Page MenuHomePhabricator

ApiQueryRecentChanges::run is spiking, nuking API servers
Closed, ResolvedPublic

Description

Since yesterday, this cause are multi-second (up to 160 seconds) queries like this:

SELECT /* ApiQueryRecentChanges::run <user> */ rc_id, rc_timestamp, rc_namespace, rc_title, rc_cur_id, rc_type, rc_deleted, rc_this_oldid, rc_last_oldid, rc_user, rc_user_text, ts_tags, page_is_redirect FROM `recentchanges` FORCE INDEX (rc_timestamp) LEFT JOIN `tag_summary` ON ((rc_id=ts_rc_id)) LEFT JOIN `page` ON ((rc_namespace=page_namespace) AND (rc_title=page_title)) WHERE rc_namespace = '0' AND rc_type = '1' AND (rc_patrolled = 0) AND (page_is_redirect = 0 OR page_is_redirect IS NULL) ORDER BY rc_timestamp DESC, rc_id DESC LIMIT 51 /* 4d1857ea652abc7849668dc00f8055bb db1060 zhwiki 2s */

Either something has changed on the code generating them, or a js user script has changed, executing them in thousands.

Event Timeline

jcrespo created this task.Jul 12 2016, 2:47 PM
Restricted Application added subscribers: Zppix, Aklapper. · View Herald TranscriptJul 12 2016, 2:47 PM
jcrespo triaged this task as Unbreak Now! priority.Jul 12 2016, 2:49 PM

I've setup a watchdog that kills API queries running for over 10 seconds.

Other queries that are misbehaving:

SELECT /* ApiQueryRecentChanges::run XXXX */ rc_id, rc_timestamp, rc_namespace, rc_title, rc_cur_id, rc_type, rc_deleted, rc_this_oldid, rc_last_oldid, page_is_redirect FROM `recentchanges` FORCE INDEX (rc_timestamp) LEFT JOIN `page` ON ((rc_namespace=page_namespace) AND (rc_title=page_title)) WHERE rc_namespace = '0' AND rc_type = '1' AND (rc_patrolled = 0) AND (page_is_redirect = 0 OR page_is_redirect IS NULL) ORDER BY rc_timestamp DESC, rc_id DESC LIMIT 11
Restricted Application added subscribers: Luke081515, TerraCodes. · View Herald TranscriptJul 12 2016, 2:49 PM

Most queries seem to come from a few zh-users:

  • 写字板
  • Stang
  • A2093064
  • Assanges
  • Galaxyharrylion
  • Amazingloong

(there may be some false positives here, but if we find something in common among those users, we may find the issue: probably some kind of too aggressive user's .js code that was updated recently).
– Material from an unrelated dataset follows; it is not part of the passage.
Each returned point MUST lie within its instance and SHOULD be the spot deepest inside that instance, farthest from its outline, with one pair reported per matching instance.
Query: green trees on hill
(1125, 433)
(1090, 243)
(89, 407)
Can someone help contacting those users?

Anomie added a subscriber: Anomie.EditedJul 12 2016, 3:32 PM

In general, this reminds me of T101502 and similar bugs: the module has a bunch of filters, and if rows passing the combination of filters is relatively rare it can result in lots of rows being scanned before enough are found to meet the limit.

OTOH, in this specific case we may be making things worse by forcing a particular index. This query could probably better be served by the new_name_timestamp index, and I see db1060 has an even better one available (name_type_patrolled_timestamp) that isn't in maintenance/tables.sql.

Edit: new_name_timestamp wouldn't help since we're not including rc_new in the query.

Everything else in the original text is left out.